This week we have heard a lot about budgetary changes and incentives supposed to improve the lot of the trucking industry, but this still leaves the very large elephant in the room: productivity, productivity, productivity.
There are a couple of basic things we need to have in place to improve the way trucking works as a vital cog in the economy and a driver of economic growth. These are all centred around productivity. We need to shift a lot of freight over some very long distances at the lowest possible cost. We need this high productivity to compete globally.
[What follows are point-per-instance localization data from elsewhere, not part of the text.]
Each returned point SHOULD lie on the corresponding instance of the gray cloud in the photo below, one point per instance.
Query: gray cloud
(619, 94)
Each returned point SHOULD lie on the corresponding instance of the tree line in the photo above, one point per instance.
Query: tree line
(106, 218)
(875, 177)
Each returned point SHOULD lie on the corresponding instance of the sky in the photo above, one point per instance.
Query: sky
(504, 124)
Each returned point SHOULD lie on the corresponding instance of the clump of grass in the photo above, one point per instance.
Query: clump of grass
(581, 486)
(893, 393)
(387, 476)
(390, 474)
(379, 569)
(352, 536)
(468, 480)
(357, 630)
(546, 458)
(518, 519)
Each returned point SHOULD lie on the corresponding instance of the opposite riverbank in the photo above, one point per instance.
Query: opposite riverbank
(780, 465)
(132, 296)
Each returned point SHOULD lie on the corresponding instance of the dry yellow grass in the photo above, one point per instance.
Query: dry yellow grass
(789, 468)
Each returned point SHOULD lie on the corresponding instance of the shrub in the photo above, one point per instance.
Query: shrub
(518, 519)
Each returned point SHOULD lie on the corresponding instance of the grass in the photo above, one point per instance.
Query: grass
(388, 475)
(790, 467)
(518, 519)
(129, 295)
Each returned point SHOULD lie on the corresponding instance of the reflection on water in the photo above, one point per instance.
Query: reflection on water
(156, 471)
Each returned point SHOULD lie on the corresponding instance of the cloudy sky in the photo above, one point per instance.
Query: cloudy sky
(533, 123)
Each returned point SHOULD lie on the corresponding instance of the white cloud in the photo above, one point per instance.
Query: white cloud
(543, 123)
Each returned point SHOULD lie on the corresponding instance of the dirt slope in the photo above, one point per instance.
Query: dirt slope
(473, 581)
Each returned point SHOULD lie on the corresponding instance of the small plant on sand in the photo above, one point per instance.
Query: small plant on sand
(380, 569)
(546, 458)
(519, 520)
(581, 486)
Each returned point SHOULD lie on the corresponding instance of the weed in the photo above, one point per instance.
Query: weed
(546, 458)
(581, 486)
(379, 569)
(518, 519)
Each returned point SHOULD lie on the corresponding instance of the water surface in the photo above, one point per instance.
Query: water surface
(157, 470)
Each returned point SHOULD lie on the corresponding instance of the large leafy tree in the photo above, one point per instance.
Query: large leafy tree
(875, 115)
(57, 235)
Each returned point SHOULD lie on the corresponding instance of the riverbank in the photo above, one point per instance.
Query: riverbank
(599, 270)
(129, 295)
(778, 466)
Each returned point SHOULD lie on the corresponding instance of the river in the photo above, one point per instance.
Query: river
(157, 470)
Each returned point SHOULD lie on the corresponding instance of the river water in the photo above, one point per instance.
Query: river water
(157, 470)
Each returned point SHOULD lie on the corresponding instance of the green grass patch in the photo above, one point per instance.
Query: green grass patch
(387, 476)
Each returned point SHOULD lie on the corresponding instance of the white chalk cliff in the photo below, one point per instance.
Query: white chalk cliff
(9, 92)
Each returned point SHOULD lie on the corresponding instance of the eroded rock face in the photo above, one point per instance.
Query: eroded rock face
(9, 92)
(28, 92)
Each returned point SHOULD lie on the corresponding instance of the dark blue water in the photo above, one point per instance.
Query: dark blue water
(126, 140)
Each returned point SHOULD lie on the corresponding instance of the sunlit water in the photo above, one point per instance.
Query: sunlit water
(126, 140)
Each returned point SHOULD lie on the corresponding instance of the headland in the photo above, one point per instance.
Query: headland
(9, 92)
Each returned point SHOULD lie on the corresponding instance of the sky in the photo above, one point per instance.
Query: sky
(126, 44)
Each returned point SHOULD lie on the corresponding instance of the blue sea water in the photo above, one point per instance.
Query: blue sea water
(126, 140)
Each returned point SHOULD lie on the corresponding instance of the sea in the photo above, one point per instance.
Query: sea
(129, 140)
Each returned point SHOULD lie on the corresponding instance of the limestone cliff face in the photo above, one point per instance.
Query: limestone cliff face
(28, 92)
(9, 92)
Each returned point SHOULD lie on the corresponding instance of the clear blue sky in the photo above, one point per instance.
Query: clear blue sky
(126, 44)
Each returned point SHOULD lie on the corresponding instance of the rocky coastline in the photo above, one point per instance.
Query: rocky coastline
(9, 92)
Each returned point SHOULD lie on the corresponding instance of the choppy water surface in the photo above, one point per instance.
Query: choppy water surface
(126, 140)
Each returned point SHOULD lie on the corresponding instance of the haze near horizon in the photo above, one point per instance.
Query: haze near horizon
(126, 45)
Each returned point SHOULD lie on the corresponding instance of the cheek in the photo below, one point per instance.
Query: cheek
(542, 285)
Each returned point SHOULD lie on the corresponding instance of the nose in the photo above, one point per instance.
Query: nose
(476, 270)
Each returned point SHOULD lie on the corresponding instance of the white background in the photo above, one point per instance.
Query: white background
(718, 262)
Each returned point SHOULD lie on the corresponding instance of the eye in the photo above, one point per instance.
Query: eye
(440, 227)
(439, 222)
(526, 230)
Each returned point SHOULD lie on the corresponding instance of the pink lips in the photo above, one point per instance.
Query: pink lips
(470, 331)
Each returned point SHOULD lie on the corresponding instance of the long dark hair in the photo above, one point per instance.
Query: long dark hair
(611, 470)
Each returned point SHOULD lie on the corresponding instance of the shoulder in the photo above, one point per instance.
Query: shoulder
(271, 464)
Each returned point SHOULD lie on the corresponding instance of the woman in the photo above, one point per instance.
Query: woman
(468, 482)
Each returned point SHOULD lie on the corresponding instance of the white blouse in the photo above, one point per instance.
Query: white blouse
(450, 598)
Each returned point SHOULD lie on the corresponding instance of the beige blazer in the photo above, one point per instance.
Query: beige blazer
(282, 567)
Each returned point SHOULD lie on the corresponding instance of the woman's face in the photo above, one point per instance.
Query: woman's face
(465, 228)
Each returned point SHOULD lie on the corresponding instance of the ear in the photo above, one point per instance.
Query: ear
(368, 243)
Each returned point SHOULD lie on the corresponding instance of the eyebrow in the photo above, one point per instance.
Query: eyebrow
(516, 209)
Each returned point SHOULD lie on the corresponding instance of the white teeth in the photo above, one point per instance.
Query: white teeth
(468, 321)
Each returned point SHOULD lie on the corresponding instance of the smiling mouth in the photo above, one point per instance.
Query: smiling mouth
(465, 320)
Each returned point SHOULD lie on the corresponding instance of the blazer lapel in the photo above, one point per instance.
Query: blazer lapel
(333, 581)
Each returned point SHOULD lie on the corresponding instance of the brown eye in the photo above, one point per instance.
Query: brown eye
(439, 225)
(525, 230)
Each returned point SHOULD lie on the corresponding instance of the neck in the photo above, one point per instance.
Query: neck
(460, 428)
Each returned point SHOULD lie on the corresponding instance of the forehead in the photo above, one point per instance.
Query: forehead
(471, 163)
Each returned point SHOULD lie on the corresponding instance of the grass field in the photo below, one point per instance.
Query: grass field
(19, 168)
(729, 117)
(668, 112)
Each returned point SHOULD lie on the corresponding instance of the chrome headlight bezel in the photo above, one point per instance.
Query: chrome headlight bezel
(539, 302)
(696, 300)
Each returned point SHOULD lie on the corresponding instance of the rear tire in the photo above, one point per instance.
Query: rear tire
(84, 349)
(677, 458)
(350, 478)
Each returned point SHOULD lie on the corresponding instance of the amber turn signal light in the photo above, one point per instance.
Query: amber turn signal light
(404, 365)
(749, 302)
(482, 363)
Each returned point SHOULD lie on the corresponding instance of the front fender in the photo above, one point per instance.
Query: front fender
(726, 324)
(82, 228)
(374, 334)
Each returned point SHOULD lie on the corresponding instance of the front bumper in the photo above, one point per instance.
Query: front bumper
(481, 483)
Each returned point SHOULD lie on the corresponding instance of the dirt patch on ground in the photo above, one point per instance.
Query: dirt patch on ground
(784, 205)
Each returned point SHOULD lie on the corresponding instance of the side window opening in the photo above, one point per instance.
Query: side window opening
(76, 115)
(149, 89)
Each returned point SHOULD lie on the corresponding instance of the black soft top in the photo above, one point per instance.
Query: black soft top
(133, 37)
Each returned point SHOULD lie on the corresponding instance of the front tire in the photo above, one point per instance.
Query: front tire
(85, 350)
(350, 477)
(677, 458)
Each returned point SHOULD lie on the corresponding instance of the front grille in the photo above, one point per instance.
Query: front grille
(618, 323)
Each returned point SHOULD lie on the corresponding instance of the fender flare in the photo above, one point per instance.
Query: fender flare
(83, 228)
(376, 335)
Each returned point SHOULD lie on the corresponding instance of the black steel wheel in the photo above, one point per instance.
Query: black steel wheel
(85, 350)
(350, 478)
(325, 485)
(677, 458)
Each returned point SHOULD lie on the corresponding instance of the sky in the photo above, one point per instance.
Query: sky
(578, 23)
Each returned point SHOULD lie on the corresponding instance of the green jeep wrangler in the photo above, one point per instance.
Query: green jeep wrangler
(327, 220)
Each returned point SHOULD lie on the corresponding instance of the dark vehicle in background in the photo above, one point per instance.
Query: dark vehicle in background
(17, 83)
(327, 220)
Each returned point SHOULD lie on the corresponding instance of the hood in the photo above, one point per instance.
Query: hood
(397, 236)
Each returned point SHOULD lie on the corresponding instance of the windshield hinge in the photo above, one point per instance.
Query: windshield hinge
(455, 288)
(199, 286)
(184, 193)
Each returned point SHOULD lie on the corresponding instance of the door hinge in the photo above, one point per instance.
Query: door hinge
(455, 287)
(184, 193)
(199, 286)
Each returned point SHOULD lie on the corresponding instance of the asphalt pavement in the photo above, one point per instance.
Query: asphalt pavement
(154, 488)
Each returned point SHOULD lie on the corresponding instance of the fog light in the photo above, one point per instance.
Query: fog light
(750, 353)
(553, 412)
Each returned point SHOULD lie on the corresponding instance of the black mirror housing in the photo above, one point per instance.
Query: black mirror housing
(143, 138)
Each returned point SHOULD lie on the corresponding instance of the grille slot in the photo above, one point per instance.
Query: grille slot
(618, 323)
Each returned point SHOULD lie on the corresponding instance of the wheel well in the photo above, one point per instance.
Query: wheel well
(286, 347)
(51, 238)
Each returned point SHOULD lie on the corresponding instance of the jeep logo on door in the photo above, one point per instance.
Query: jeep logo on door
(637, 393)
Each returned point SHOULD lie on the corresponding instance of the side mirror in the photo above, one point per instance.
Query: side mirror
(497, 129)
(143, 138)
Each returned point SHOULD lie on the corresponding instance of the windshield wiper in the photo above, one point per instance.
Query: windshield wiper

There is a lot of money being thrown at infrastructure this week (although most of it was already programmed in and is not particularly new). Even a cursory glance at the state of our road infrastructure will show anyone that there is a lot of improvement needed on that front.
So, we end up with some really good highways to get freight from A to B, does that improve productivity? Not really. The only improvement would be a better truck maintenance outcome with fewer components being shaken off the truck and trailer by the terrible road surface.
This may sound facile but I saw a demonstration of just how bad things can be for the trucking industry, when I witnesses the terrible condition of the Bucketts Way, East of Taree in NSW, recently. The road is in such bad condition and so poorly maintained, that trucks have to avoid using it, if at all possible. I think I can blame a short trip along the road in a truck for the latest loose filling in my teeth. Thanks Mid-Coast Council.
So, of course we have to get the road condition up to a reasonable spec, but the important item on the trucking industry’s shopping list is access for higher productivity trucks. A road may be a little straighter and have some safer intersections and fewer potholes, but if the local authority still doesn’t like A-doubles in its region, there will be zero productivity gain.
Very little has been done to improve the way trucks which increase productivity and reduce overall emissions get onto our roads. The whole access issue is bogged down in the mire created by too many layers of government and a total neglect of local authorities in terms of funding and developing skills.
This is where we need to throw our money, at making it possible for an operator to come up with a higher productivity solution and make a proposal to use it over a route. Then when the proposal is put forward, someone, who knows what they are doing, makes a rational assessment of the idea. If the task is feasible, the road managers let the truck onto the road, or make improvement to make it possible.
Is this going to happen any time soon? Did Josh have any money in the budget to make something like this happen? No.